Friedenspreis für Salman Rushdie: Entschieden fabelhaft

Schlechte Rede mit besserer Rede kontern, den Lügen die Wahrheit entgegensetzen, den Frieden womöglich mit Waffen schaffen: Die Verleihung des Friedenspreises an Salman Rushdie in der Paulskirche zum Abschluss der Frankfurter Buchmesse.

Man hat an diesem Sonntagvormittag in der Frankfurter Paulskirche fast ein wenig Angst davor, dass die Freiheit des Denkens, die Freiheit der Rede oder die Meinungsfreiheit umso mehr ihre Bedeutung und sich im Leeren verlieren, desto öfter diese Vokabeln in den Reden bei der Verleihung des Friedenspreises an Salman Rushdie fallen. „Vielen Dank für Ihren Einsatz für Meinungsfreiheit und Frieden“, ruft Frankfurts Oberbürgermeister Mike Josef dem Schriftsteller am Ende seiner Rede zu.

„Wir ehren heute einen Mann“, so Börsenvereinsvorsteherin Karin Schmidt-Friderichs in ihrem Grußwort, „der trotz all dem, was ihm widerfahren ist, seine Stimme erhebt und für die Freiheit des Denkens und des Wortes eintritt.“ Auch in der Friedenspreisurkunde wird Rushdie als „leidenschaftlicher Verfechter der Freiheit des Denkens und der Sprache“ bezeichnet.

Und für Daniel Kehlmann ist der 1947 in Bombay geborene Kollege in seiner Laudatio „der vielleicht wichtigste Verteidiger der Freiheit von Kunst und Rede in unserer Zeit.“

Was immer in der gärenden Substanz des Weltgeistes geschieht, er nimmt es vor uns anderen wahr.
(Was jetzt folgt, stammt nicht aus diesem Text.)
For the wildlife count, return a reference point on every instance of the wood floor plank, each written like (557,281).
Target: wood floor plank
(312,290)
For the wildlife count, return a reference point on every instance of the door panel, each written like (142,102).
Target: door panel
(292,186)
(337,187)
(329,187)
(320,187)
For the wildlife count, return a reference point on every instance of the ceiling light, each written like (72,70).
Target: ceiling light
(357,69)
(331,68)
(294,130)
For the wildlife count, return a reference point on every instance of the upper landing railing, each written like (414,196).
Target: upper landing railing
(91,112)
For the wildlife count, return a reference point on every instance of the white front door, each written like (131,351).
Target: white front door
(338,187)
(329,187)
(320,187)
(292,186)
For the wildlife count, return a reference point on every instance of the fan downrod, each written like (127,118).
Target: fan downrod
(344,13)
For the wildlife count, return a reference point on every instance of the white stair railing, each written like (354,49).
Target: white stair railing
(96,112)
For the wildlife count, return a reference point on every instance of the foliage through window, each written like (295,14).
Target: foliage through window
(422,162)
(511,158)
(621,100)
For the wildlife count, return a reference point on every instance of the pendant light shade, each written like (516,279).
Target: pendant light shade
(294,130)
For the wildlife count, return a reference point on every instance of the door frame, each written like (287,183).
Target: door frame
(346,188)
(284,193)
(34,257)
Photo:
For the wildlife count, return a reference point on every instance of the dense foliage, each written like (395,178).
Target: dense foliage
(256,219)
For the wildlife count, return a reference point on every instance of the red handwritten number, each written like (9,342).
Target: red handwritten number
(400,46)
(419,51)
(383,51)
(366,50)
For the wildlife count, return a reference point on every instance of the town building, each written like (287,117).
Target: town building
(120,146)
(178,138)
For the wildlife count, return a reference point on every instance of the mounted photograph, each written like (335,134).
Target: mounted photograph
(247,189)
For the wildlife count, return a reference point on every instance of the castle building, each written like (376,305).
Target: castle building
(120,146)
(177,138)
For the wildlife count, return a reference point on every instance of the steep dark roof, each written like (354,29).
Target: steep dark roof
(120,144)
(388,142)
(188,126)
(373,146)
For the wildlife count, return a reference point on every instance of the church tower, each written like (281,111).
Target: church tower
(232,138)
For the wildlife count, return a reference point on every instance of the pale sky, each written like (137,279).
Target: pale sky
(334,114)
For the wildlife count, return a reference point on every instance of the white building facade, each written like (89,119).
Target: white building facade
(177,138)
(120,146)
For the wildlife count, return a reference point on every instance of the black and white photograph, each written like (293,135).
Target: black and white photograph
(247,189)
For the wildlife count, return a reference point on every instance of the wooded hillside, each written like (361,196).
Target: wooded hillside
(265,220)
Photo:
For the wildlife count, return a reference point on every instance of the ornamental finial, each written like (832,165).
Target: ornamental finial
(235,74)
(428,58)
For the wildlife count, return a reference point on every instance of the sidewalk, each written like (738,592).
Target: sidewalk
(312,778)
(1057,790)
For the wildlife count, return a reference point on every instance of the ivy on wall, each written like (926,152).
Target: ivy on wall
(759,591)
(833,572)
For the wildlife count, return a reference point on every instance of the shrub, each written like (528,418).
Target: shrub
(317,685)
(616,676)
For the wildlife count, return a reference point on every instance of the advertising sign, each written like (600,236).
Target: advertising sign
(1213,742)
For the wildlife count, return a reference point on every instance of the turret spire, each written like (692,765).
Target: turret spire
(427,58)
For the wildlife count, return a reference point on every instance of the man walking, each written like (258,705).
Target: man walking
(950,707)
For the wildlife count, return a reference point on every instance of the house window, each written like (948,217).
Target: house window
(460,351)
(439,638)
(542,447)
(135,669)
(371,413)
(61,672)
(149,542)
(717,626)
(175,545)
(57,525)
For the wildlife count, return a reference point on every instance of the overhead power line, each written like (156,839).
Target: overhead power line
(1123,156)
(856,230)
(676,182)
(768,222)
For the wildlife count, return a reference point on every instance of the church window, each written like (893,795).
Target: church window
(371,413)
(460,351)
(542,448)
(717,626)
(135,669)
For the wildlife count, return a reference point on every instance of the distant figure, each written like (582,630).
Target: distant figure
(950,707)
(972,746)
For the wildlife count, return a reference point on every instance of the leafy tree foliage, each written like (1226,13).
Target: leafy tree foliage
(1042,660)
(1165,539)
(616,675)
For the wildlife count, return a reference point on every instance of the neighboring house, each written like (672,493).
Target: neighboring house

Daniel Kehlmann in seiner Laudatio auf Rushdie

Kehlmann ist mit Salman Rushdie eng befreundet. So attestiert er ihm in der Paulskirche nicht nur eine gewisse prophetische Gabe („Was immer in der gärenden Substanz des Weltgeistes geschieht, er nimmt es vor uns anderen wahr.“) und einer der großen Erzähler gleich der gesamten Literaturgeschichte zu sein. Sondern Rushdie sei auch, und da spricht der Freund aus Kehlmann, „ein weiser, neugieriger, heiterer und gütiger Mensch.“

Rushdie hatte in den Tagen vor dieser Verleihung erwähnt, dass er in seiner Dankesrede mehr von sich als Geschichtenerzähler berichten würde, wie er wurde, was er als Schriftsteller ist. Man sah da fast eine Poetologie am Frankfurter Paulskirchenhorizont aufziehen.

Wäre der Frieden ein Preis

Doch ist dem schließlich nur zu einem kleinen Teil so: Rushdie erfüllt die in ihn gesetzten Erwartungen als tatkräftiger Verfechter von Meinungs-, Rede und Kunstfreiheit, als Symbolfigur von all dem. Geworden ist er das durch seine Unbeugsamkeit nach der Fatwa des Ayatollahs Khomeini 1989 wegen seines Romans „Die satanischen Verse“ und der Messerattacke am 12. August des vergangenen Jahres.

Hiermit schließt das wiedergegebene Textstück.